O Feminino e o Sagrado um jeito de olhar o mundo

“O futuro será feminista e feminino”, por José Eduardo Agualusa

Nesse texto, publicado no jornal O Globo o escritor angolano José Eduardo Agualusa conta uma linda história sobre livros, mulheres e o futuro.

Há poucos dias coordenei em Luanda uma oficina literária sobre o tema “Escrever a partir de sonhos”. O título foi sugerido pela organização do evento, a plataforma Pés Descalços, com o apoio do Goethe-Institut. Tentei cumprir com a proposta, até porque eu próprio uso sonhos para escrever. Sou um sonhador profissional.
Das treze pessoas na sala, onze eram jovens mulheres. Até ali nenhuma surpresa, pois em todo o mundo as mulheres leem muito mais do que os homens. A literatura vem-se transformando num ofício feminino. Além disso, Angola é um dos poucos países no mundo onde os jovens são ainda a larga maioria.

O objetivo da oficina era conseguir escrever, ao longo de escassas seis horas, um conto destinado a um público mais jovem, entre os nove e os treze anos.

A primeira surpresa (para mim) aconteceu com a escolha do tema: a menarca. “Excelente desafio!”, comentei, esforçando-me para que o grupo não percebesse o meu susto. “Agora vamos recolher sonhos que tenham alguma ligação com o tema.”

No final do dia tínhamos um conto pronto, muito bem fechado, delicado, poético e comovente, sobre os ciclos da vida e o poder das mulheres. O título, “A concha mágica”, foi também uma escolha do grupo.

Escrever para crianças e adolescentes é muito difícil. Em primeiro lugar há o desafio de seduzir leitores inexperientes. A linguagem deve ser rica, sem ser inacessível; formativa e informativa, sem parecer uma dissertação. Deve ter humor e poesia. O escritor precisa recuperar o olhar inaugural das crianças, ou seja, precisa voltar a ver o mundo como se fosse pela primeira vez. Em segundo lugar, crianças estão atentas aos detalhes e não perdoam erros.
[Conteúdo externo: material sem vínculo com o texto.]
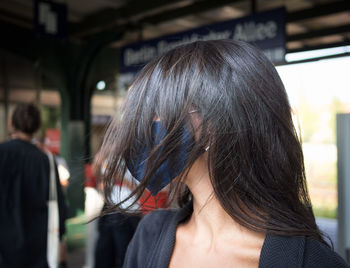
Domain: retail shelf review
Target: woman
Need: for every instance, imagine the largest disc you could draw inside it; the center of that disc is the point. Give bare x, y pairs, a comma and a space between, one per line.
24, 193
212, 118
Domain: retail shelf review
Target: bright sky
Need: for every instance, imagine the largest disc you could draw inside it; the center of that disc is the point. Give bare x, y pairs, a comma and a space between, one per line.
318, 81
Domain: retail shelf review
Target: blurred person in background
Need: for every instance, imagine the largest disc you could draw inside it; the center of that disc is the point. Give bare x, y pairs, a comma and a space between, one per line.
24, 194
212, 120
93, 206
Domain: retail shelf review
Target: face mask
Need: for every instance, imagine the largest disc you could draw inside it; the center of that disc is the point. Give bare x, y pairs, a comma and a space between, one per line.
170, 168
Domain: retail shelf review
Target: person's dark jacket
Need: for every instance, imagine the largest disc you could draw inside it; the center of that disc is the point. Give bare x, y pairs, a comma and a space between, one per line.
154, 240
24, 192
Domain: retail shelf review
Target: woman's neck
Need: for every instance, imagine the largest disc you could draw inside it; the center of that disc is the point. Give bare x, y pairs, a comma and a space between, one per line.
21, 136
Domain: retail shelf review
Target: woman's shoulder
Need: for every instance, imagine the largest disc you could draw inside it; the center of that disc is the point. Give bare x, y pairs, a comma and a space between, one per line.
298, 251
317, 254
153, 228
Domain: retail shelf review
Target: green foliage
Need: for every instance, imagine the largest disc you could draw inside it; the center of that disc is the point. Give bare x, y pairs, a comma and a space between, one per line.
76, 232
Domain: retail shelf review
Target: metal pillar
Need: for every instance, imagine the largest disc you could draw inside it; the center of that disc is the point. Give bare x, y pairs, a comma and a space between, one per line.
343, 146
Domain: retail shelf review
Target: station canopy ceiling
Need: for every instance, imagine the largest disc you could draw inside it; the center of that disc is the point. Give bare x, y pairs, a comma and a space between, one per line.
311, 24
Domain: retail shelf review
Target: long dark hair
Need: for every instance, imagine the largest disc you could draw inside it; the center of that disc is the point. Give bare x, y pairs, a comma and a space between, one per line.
255, 158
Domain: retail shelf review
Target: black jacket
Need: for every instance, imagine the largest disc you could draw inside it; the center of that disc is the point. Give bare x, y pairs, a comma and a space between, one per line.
154, 240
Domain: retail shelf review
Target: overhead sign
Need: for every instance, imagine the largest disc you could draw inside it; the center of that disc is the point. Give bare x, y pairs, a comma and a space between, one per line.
50, 19
266, 30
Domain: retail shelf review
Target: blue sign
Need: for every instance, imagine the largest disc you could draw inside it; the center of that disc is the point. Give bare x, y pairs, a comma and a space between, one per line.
266, 30
50, 19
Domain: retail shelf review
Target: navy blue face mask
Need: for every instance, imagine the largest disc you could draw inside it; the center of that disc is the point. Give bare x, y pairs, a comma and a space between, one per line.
170, 168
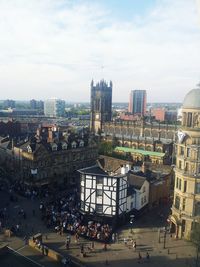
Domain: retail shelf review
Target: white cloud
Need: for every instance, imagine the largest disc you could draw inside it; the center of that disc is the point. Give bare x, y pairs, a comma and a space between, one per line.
58, 46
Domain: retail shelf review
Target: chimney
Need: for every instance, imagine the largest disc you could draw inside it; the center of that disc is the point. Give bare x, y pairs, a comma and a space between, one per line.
125, 168
145, 167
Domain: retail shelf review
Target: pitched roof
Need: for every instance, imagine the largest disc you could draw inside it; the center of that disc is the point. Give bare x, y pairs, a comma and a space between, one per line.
95, 169
136, 181
139, 151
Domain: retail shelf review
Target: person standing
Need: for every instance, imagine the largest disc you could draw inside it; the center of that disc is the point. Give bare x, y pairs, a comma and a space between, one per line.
139, 257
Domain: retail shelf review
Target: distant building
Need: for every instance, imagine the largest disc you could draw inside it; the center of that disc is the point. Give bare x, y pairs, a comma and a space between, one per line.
186, 204
54, 108
137, 102
35, 104
162, 114
9, 103
112, 195
52, 156
158, 113
101, 105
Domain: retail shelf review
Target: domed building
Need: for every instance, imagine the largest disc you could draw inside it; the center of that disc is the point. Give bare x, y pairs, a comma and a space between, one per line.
186, 204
Se gostam de um livro irão lê-lo, ou obrigar os pais a lê-lo, até saberem de cor parágrafos inteiros.
Depois de ler o nosso conto, o escritor moçambicano Mia Couto, que esteve comigo em Luanda, integrado no mesmo projeto, mas trabalhando com outra equipe, confessou-me: “Nem eu nem tu teríamos coragem para escrever um conto como este”. Dei-lhe razão. Ao mesmo tempo, o que impressiona é que não existam livros (mais livros, muitos livros) sobre um tema tão importante na vida de uma menina. Livros que consigam transmitir às meninas e aos meninos e aos pais deles o que é essa experiência, a menarca, que o silêncio e a ignorância tornam tantas vezes assustadora.

Como na literatura para adultos, não existem na literatura para crianças e adolescentes temas bons ou maus; o que há são livros maus e livros bons. Existem, contudo, temas mais urgentes do que outros.

Percebi, em Luanda, que embora o mundo esteja a viver um momento de refluxo, com a emergência de movimentos ultraconservadores, machistas e misóginos, um pouco por todo o lado, estes não conseguirão reverter as conquistas alcançadas pelas mulheres e pela Humanidade em geral.

A mulher é o futuro do homem, dizia Aragon. Vou além: o futuro será feminista e feminino — ou não haverá futuro.

3 comentários

  1. Puxa, despertou meu interesse!
    Onde está A Concha Mágica?
    Quero ler.

  2. mirtes fonseca disse:

    gostaria de ler A concha magica. onde encontro?

    1. crisbalieiro disse:

      Mirtes, só reproduzi a reportagem que saiu no Globo. Infelizmente não sei te dar essa informação.